The pause on Johnson & Johnson’s COVID vaccine should be lifted, the Centers for Disease Control and the U.S. Food and Drug Administration said Friday. The vaccine now comes with a warning about potential rare adverse side effects, for which the government will continue to monitor.
“The science supports this news, and I know this is welcome news for many,” CDC Director Rochelle Walensky told reporters Friday night.
The 10-day long freeze which began last week when federal health authorities revealed that six women had developed life-threatening complications — a rare combination of blood clots and low blood platelet levels — soon after taking the shot.
Government officials said the pause was to give the CDC and FDA time to collect more data about those complications and to ensure health care providers knew how to monitor and treat the condition, known as thrombosis with thrombocytopenia syndrome (TTS).
After extensive review, it appears that those complications, while severe, remain exceptionally rare. Members of the Advisory Committee on Immunization Practices, a panel that advises the CDC, argued that the benefits of the vaccine outweigh the potential risks at a meeting earlier on Friday.
The vaccine will now come with a warning label, acknowledging that there is a plausible causal relationship between the Johnson & Johnson shot and TTS.
Since the pause went into effect, the government has updated its count of side effects, identifying more cases. Out of the 6.8 million people immunized with the Johnson & Johnson shot, at least 15 developed TTS — all of whom were women. Three of the women died. Seven were still in the hospital, and five have already been discharged.
It’s not yet clear if men could also develop TTS after receiving the Johnson & Johnson vaccine, and the government is still monitoring a few more potential cases, said Dr. Tom Shimabukuro, a member of the CDC’s vaccine safety team, during the ACIP meeting. The government did not mention whether any cases have been recorded for non-binary people. In general, women are at greater risk for the blood clot more often recorded, a type of clot known as cerebral venous sinus thrombosis.
Of the data that has emerged, women in their 30s made up the plurality of TTS cases, and in general women younger than 50 appear to be of greatest concern. But the complications remained uncommon, even when looking at the group that appeared at highest risk. The current case data suggests that only 11.8 cases of TTS would appear per million women in their 30s who received the vaccine.
“For some women under the age of 50 there might be an increased risk of this rare TTS condition,” Walensky told reporters. “We have three safe and effective options for COVID-19 vaccines in this country and the J&J is a key vaccine offering.”
The CDC has also done outreach to medical providers, particularly obstetricians and gynecologists, to make sure health care professionals can be sure women who are at risk of complications are aware of the symptoms, and can self-monitor, Walensky said. “We need to do that and continue to do that,” she added.

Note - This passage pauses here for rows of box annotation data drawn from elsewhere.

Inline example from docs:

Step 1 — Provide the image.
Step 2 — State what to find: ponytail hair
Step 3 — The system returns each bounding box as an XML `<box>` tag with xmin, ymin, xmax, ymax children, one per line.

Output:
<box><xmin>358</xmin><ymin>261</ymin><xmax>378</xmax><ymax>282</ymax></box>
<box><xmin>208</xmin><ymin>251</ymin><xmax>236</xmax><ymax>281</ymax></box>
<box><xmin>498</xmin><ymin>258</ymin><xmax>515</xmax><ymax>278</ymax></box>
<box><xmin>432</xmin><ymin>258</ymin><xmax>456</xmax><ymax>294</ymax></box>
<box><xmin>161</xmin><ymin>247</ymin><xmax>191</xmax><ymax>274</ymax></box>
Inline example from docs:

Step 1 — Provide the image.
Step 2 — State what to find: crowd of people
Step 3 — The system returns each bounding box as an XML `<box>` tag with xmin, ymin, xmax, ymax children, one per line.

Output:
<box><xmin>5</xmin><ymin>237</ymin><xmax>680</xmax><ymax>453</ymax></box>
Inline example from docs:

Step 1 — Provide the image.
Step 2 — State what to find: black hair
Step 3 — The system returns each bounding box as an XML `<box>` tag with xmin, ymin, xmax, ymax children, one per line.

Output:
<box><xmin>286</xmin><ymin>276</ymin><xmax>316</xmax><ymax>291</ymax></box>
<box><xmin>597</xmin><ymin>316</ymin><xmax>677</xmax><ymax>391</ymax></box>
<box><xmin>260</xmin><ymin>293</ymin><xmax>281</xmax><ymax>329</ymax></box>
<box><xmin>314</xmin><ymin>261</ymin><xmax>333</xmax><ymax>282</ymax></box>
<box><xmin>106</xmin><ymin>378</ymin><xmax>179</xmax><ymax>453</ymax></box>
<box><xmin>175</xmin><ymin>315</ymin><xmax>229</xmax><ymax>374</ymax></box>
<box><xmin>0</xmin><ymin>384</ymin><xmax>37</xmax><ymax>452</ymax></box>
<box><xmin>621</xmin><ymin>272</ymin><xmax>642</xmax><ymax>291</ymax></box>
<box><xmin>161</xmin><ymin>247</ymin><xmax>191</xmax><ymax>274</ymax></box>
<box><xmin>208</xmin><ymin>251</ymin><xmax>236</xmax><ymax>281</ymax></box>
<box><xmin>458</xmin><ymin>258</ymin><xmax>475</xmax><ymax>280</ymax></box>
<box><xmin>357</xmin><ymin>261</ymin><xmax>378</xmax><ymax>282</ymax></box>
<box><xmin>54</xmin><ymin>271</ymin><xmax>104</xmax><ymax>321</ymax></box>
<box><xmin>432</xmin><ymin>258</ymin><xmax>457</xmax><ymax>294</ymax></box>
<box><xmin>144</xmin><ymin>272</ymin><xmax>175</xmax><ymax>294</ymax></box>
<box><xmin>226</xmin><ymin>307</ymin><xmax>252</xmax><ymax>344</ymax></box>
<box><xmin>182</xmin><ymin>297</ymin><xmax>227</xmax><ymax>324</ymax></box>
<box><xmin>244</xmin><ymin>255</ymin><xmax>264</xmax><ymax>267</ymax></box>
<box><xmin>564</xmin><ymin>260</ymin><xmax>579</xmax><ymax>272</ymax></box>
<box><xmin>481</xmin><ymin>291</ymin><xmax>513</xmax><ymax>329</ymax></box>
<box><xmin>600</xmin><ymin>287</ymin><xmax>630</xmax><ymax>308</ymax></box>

Other risk factors are still not fully clear. Of the 15 cases, seven were women with obesity, two had hypertension, two were using oral hormonal birth control, and two had hypothyroidism — commonality that suggests those conditions may increase the risk of TTS.
Making the Johnson & Johnson shot available to all adults would save more lives than it would threaten, the CDC projects, at least based on current TTS frequency and the trends of coronavirus spread. The existing data suggests that if 9.8 million more such shots were delivered, 26 people would develop TTS — but as many as 1,435 lives could be saved and 2,236 intensive care admissions averted.
Still, those models depend on what vaccine uptake will look like once the Johnson & Johnson shot resumes, and there are multiple factors that could complicate that question. Even before last week’s pause, production problems and manufacturing delays meant the Johnson & Johnson vaccine represented a fraction of the more than 220 million shots administered in the United States.
The Johnson & Johnson shot had been touted as a potentially powerful tool for health equity. Unlike other available shots, made by Pfizer and Moderna, it only requires one injection and does not need freezer storage that is typically unavailable in TKTK. Losing the vaccine even temporarily created challenges for efforts to immunize people who were homebound, who didn’t have regular health care access or who were incarcerated.
Along with AstraZeneca’s two-shot regimen, the Johnson & Johnson vaccine — which is also cheaper to produce — had also been touted as potentially valuable in delivering shots to other, less wealthy countries.
But some experts worry that the recent pause could be a source of skepticism about the vaccine’s safety, both in the United States and abroad, though polling on this question has yielded mixed results so far.
“We have to do extraordinary outreach to clinicians, as we have been doing this past week,” Walensky said, adding, “and then we have to do extraordinary outreach to patients, to meet people where they are.”